Beyond his living quarters, he continued for the next thirty years to dig approximately ninety more grottoes. The ten barren acres under which he dug his Underground Gardens became a place of refuge, even from his expansive vineyards. His underground home became “a place representing a simpler and more harmonious life.”21 Though he labored for long hours during the day as a farmer, Forestiere replicated a garden to recall yet another aspect of the Sicily he remembered. Since the ninth century and the Arabic invasion of Sicily, the island has been idealized as the Mediterranean’s “garden paradise.” On the land surrounding Palermo, which became known as the “conca d’oro,” the Arabs introduced the first lemon and citrus groves, as well as a variety of other fruits and nuts.22 However, by the end of the nineteenth century, in both agricultural productivity and diversity of crops, the province of Messina had surpassed Palermo.23 His father’s property surrounding the olive factory was planted with a large olive grove.24 This is the Sicily that he wished to recreate in his Underground Gardens.

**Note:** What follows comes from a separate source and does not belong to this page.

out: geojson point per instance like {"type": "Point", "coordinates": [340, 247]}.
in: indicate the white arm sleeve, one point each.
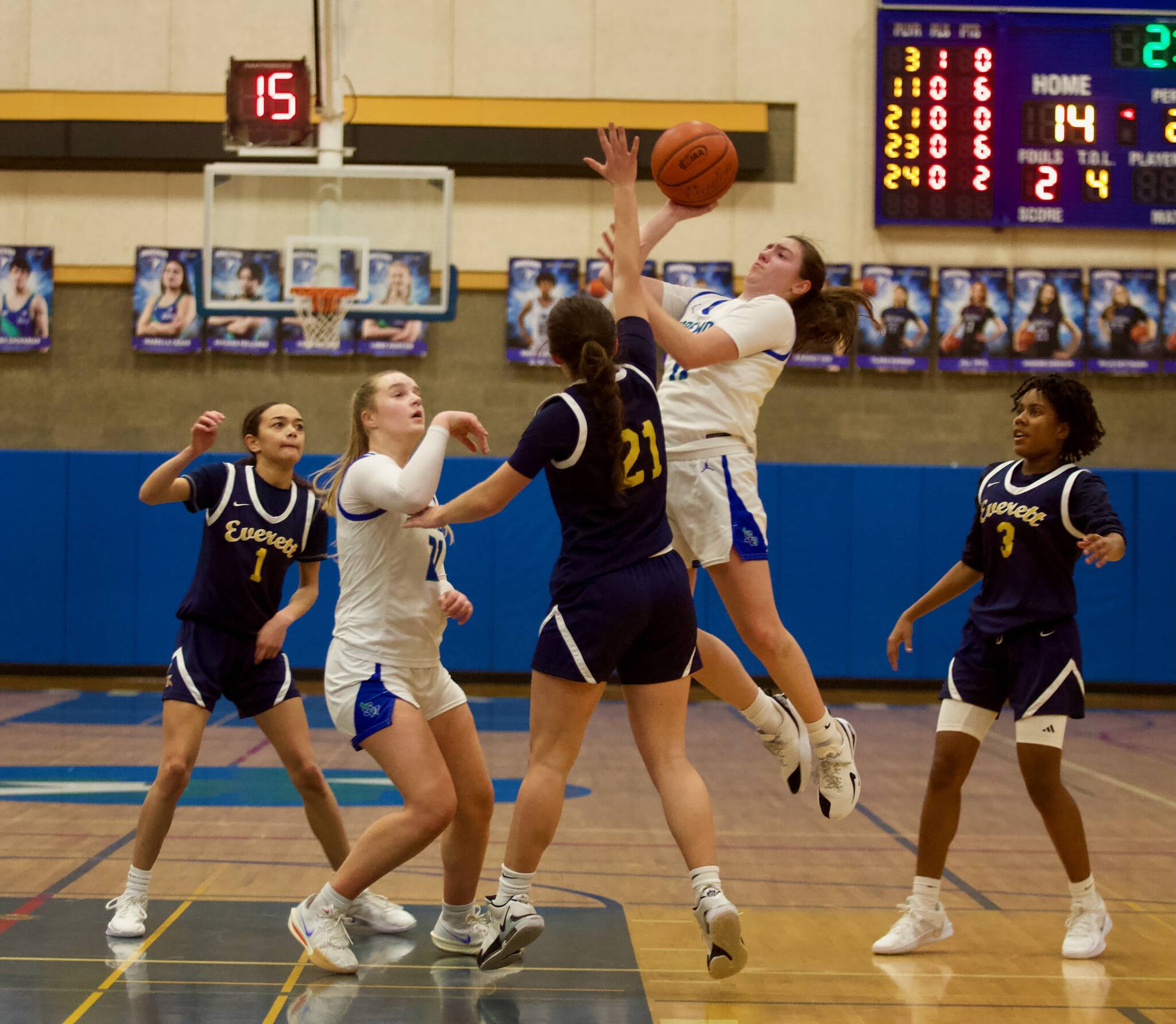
{"type": "Point", "coordinates": [764, 323]}
{"type": "Point", "coordinates": [675, 298]}
{"type": "Point", "coordinates": [381, 483]}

At selected spots throughout his grottoes, Forestiere cut round holes in the ceiling for light for the lemon, orange, tangerine, lime, and grapefruit trees he had planted in many parts of the underground gardens. The horticultural knowledge he acquired as a farmer served him well in the creation of his gardens. Forestiere grafted one tree with as many as eight different varieties of fruit. The conical shape of the skylights allowed for an increase flow of air and controlled the entrance of rainwater.25 Forestiere’s clever engineering and design of the skylights and the planters constituted an efficient drainage and irrigation system. The skylights funneled rainwater into the planters, thus irrigating the trees and preventing flooding in the chambers and tunnels.26 His plants also benefited from the grottoes’ ambient temperature, which varied little more than ten degrees throughout the year.27

Forestiere dug an “Aquarium Chamber” filled with fish with an “Aquarium Viewing Chamber” where observers could view the fish above through glass covering an opening in the bottom of the pond. In the “Boat Planter” grotto, he constructed a planter in the shape of a boat to recall his own, and millions of other immigrants’, passage to America. The elaborate labyrinth of tunnels led also to an “Auto Tunnel,” actually an open-air space where Forestiere parked his car. To complement his “Sunrise Patio,” he created the “Sunset Patio” on the west end of the grottoes. The approximately thirty-square-foot space, open to the sun, has a central planter that contained originally an orange tree that Forestiere had grafted with grapefruits, kumquats, and lemons. In the center of the planter, he planted three grape vines. At the far west end of the Gardens, below ground level and directly adjacent to the grottoes, Forestiere planted another, larger garden with an assortment of fruit trees, vines, and decorative plants.